La primera carrera del duatlón es la trampa más frecuente para los principiantes y un reto también para los experimentados. La adrenalina de la salida, el entorno competitivo y la sensación de estar fresco hacen que el cuerpo quiera ir más rápido de lo que debe. Controlar ese impulso es la primera habilidad técnica que hay que desarrollar.
El Error Más Común: Salir Demasiado Rápido
El error número uno de los duatletas novatos es salir al ritmo de una carrera de 10 km pura. Hacerlo tiene consecuencias graves: un nivel de lactato elevado que dificultará pedalear con potencia durante los 20 o 40 km de bicicleta, y una segunda carrera donde las piernas simplemente no responden. La primera carrera del duatlón nunca debería sentirse como una carrera de 10 km al máximo.
Cómo Calcular el Ritmo Correcto
Un método práctico para calcular el ritmo objetivo de la primera carrera es restar entre 10 y 20 segundos por kilómetro a tu mejor tiempo en una prueba de 10 km. Otro enfoque es basarse en la frecuencia cardíaca: mantenerse en zona 3 (aeróbica) durante la primera carrera garantiza que el cuerpo tiene reservas para lo que viene.
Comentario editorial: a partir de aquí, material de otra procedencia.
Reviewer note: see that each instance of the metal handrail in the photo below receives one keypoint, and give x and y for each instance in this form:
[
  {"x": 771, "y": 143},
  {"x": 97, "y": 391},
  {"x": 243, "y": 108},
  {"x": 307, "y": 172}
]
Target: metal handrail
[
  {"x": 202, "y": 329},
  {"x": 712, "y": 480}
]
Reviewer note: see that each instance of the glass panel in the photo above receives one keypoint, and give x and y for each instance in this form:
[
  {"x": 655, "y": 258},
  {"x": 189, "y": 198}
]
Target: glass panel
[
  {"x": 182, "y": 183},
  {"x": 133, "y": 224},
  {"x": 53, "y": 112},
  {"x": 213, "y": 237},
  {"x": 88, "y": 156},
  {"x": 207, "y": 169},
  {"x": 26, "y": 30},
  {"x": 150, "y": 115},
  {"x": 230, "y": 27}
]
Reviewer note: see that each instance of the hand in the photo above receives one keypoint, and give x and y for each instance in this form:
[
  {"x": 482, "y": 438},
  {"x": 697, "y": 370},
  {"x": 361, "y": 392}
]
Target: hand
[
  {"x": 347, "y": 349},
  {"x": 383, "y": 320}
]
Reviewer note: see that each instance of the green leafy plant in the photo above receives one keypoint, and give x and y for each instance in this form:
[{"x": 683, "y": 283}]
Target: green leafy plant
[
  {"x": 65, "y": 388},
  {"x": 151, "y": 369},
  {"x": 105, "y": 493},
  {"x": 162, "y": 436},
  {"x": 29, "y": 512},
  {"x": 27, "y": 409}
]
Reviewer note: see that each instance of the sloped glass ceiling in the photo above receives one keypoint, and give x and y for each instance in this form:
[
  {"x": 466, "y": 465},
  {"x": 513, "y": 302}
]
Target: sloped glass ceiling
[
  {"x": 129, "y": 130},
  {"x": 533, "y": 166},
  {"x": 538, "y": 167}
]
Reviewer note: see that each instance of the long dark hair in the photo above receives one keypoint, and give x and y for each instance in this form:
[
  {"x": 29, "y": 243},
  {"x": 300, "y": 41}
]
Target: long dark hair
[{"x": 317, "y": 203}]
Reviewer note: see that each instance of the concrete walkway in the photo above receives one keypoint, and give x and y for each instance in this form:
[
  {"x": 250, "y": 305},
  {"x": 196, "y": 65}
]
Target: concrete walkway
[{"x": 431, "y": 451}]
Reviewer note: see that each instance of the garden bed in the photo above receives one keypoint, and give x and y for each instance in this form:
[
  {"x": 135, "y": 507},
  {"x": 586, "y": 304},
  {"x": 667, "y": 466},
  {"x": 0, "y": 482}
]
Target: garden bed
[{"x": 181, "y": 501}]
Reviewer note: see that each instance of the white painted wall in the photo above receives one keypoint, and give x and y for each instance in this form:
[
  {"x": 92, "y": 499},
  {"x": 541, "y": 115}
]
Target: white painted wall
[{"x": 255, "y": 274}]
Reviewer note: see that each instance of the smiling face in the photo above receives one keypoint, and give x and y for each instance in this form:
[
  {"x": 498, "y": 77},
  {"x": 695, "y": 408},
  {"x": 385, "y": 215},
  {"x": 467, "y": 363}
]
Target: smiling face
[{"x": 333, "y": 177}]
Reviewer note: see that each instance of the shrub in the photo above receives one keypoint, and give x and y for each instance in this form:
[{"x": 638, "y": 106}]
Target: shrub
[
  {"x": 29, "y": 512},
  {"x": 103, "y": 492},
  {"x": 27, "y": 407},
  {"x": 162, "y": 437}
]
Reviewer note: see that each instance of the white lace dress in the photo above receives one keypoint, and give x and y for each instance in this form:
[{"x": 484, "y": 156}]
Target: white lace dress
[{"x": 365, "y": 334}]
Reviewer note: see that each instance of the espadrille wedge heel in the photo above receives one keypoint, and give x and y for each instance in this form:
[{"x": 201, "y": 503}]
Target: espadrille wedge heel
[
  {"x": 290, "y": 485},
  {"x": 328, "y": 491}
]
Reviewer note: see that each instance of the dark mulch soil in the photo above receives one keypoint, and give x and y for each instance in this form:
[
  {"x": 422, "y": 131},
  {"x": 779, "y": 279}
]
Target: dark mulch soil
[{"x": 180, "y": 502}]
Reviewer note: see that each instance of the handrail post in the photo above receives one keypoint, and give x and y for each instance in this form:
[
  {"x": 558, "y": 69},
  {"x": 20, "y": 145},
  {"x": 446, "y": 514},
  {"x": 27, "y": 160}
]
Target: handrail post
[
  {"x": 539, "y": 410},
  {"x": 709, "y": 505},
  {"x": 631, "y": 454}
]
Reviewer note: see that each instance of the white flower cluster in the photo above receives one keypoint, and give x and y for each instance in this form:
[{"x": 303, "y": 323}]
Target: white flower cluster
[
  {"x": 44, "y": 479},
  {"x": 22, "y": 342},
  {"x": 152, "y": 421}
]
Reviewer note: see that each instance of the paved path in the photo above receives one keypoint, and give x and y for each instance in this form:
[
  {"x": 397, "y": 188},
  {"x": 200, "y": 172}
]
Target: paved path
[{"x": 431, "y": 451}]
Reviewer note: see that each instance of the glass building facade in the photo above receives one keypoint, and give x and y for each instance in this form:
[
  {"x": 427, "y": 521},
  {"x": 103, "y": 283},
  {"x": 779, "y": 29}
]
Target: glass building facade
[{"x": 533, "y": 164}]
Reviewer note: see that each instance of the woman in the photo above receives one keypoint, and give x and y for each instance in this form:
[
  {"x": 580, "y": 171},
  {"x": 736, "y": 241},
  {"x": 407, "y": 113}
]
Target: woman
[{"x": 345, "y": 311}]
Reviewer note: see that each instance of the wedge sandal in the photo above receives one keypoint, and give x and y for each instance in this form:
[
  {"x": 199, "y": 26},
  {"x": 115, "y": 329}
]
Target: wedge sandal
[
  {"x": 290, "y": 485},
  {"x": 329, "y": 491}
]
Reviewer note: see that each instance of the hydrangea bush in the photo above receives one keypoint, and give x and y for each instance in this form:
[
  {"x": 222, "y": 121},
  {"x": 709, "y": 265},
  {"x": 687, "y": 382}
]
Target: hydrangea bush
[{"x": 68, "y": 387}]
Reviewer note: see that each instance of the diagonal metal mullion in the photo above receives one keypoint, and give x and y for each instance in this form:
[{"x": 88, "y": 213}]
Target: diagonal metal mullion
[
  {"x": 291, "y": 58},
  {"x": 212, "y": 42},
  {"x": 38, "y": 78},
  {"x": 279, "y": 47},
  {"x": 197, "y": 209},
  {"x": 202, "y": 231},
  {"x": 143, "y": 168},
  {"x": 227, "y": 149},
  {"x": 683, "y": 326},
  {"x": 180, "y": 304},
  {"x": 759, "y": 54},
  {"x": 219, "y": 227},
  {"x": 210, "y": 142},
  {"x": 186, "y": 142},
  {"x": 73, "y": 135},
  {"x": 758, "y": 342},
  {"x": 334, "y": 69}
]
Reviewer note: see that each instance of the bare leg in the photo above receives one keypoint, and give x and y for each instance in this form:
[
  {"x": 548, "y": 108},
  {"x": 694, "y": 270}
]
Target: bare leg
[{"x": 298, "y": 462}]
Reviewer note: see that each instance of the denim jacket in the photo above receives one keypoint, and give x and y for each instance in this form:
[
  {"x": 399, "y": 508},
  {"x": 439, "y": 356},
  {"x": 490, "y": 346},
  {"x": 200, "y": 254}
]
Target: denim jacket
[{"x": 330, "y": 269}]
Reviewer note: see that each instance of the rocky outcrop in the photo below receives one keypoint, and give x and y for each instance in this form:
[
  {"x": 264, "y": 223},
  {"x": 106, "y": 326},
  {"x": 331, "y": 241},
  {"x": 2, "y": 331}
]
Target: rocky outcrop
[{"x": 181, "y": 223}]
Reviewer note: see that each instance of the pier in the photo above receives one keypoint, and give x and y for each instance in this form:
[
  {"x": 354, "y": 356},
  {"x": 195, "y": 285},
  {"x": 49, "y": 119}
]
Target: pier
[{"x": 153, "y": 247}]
La Táctica de las Oleadas de Salida
En pruebas con salidas por oleadas (habitual en el duatlón amateur), es fácil verse arrastrado por el ritmo de los más rápidos de tu oleada. Es importante ignorar la posición relativa al inicio y centrarse en el ritmo propio. Los primeros kilómetros de la carrera nunca determinan el resultado final; los últimos kilómetros de la segunda carrera sí.
Entrenamiento de la Primera Carrera
Para entrenar la gestión del ritmo en la primera carrera, el ejercicio más útil es el brick completo: correr 5-10 km a ritmo controlado, pedalear 20-30 km y volver a correr 3-5 km. Hacerlo en entrenamiento con control del ritmo enseña al cuerpo cómo se debe sentir cada segmento y establece las referencias para la competición.
Estrategia Negativa o Positiva
El modelo ideal para la primera carrera es el paso constante o ligeramente negativo (últimos kilómetros más rápidos que los primeros). Esto garantiza que el sistema aeróbico es el que trabaja y que el lactato no se acumula. Los atletas experimentados a menudo aceleran los últimos 500 metros de la primera carrera para entrar en T1 con buen ritmo.